With a growing need to transport its increasing Marcellus Shale production into the prominent natural gas market in the U.S., Chesapeake Energy Corp. (CHK) has entered into a definitive agreement with Spectra Energy Corp. (SE). The agreement provides that Chesapeake will be the largest shipper for Spectra’s new natural gas pipeline project.

Spectra Energy will expand its Algonquin Gas Transmission and Texas Eastern Transmission pipeline systems, including approximately 16 miles of 30-inch pipeline from Staten Island to Manhattan. The expansions are expected to be completed by the end of 2013.

Following the completion, these facilities will be able to deliver up to 800 million cubic feet per day (MMcf/d) of additional natural gas. Chesapeake is the largest capacity holder with a commitment of up to 425 MMcf/d.

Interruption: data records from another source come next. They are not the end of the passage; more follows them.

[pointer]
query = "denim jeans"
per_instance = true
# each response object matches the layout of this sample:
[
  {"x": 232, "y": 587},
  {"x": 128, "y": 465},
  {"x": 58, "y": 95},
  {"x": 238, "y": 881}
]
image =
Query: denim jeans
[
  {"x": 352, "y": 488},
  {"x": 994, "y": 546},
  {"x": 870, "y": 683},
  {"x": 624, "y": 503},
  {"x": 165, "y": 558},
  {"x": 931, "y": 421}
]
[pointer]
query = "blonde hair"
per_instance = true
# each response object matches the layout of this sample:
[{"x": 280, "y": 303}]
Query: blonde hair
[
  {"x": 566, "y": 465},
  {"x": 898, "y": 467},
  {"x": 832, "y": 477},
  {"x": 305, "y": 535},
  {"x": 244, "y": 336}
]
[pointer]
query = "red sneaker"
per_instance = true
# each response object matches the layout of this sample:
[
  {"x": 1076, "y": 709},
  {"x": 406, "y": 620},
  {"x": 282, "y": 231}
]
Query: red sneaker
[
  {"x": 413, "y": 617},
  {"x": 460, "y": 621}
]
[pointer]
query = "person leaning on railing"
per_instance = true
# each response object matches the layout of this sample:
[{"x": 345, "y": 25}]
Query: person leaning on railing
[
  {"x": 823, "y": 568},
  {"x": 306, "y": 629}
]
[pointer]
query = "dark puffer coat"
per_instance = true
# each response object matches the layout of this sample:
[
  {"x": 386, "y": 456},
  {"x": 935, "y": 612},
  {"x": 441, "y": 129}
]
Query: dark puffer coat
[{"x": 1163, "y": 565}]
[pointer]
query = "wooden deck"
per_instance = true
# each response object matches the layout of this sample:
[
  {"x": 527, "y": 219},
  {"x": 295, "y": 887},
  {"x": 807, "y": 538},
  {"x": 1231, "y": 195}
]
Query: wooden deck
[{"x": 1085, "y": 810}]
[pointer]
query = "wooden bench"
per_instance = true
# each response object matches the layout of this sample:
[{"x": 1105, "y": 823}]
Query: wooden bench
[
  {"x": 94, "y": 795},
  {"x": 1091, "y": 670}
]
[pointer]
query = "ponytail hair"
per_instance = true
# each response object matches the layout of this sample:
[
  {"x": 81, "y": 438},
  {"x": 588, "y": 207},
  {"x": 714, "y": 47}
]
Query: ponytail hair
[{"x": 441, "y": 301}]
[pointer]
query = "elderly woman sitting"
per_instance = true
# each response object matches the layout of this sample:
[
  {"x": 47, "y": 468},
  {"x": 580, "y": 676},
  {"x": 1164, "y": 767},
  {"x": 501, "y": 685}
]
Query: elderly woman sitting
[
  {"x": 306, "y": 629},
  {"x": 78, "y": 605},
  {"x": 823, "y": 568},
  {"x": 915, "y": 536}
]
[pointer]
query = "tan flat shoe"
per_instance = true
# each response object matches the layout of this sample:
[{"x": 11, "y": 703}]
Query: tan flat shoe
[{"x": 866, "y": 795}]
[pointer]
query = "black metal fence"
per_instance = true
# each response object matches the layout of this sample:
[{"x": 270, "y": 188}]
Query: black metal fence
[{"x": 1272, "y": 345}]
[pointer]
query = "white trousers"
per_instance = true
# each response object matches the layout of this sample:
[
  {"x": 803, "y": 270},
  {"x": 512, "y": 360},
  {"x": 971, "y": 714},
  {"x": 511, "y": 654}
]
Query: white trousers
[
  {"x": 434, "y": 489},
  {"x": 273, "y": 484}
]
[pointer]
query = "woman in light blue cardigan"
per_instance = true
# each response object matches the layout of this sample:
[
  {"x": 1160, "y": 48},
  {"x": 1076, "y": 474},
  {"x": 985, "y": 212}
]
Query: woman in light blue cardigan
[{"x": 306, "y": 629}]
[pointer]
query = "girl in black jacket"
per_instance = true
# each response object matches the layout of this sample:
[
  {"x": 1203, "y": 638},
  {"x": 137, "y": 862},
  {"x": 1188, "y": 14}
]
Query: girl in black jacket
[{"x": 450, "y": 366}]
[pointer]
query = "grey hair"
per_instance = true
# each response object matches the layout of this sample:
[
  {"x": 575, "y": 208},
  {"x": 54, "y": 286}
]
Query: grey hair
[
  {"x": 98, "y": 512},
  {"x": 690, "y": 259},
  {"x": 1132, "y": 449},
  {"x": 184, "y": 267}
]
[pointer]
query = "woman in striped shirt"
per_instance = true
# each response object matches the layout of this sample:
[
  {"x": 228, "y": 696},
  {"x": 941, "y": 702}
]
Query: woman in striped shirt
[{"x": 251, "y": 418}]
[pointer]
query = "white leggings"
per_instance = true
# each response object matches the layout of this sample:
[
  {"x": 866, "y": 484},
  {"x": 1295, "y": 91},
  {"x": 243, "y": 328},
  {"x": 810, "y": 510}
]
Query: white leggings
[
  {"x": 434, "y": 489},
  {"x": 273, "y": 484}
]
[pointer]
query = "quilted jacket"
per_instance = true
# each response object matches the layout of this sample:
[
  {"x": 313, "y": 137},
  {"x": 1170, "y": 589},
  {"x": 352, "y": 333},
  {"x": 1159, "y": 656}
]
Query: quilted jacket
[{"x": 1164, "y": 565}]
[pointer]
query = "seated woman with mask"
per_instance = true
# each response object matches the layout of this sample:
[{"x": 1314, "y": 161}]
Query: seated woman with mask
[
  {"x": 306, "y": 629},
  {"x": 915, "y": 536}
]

Chesapeake has been concentrating its focus on key plays such as the Fayetteville, Haynesville and Marcellus shales to monetize these assets more effectively and efficiently. With this agreement, Chesapeake will serve the large and growing New York City metropolitan area. The relative proximity of the copious Marcellus natural gas reserves to New York City is an added advantage for the company.

Chesapeake has perhaps been the industry’s most active player in managing its asset portfolio. It expects an 8% to 10% production growth in 2010 with a growing focus on shale plays. However, the early stages of development in key plays and natural gas weighted reserves and production keep us on the sidelines. Our Neutral recommendation remains unchanged.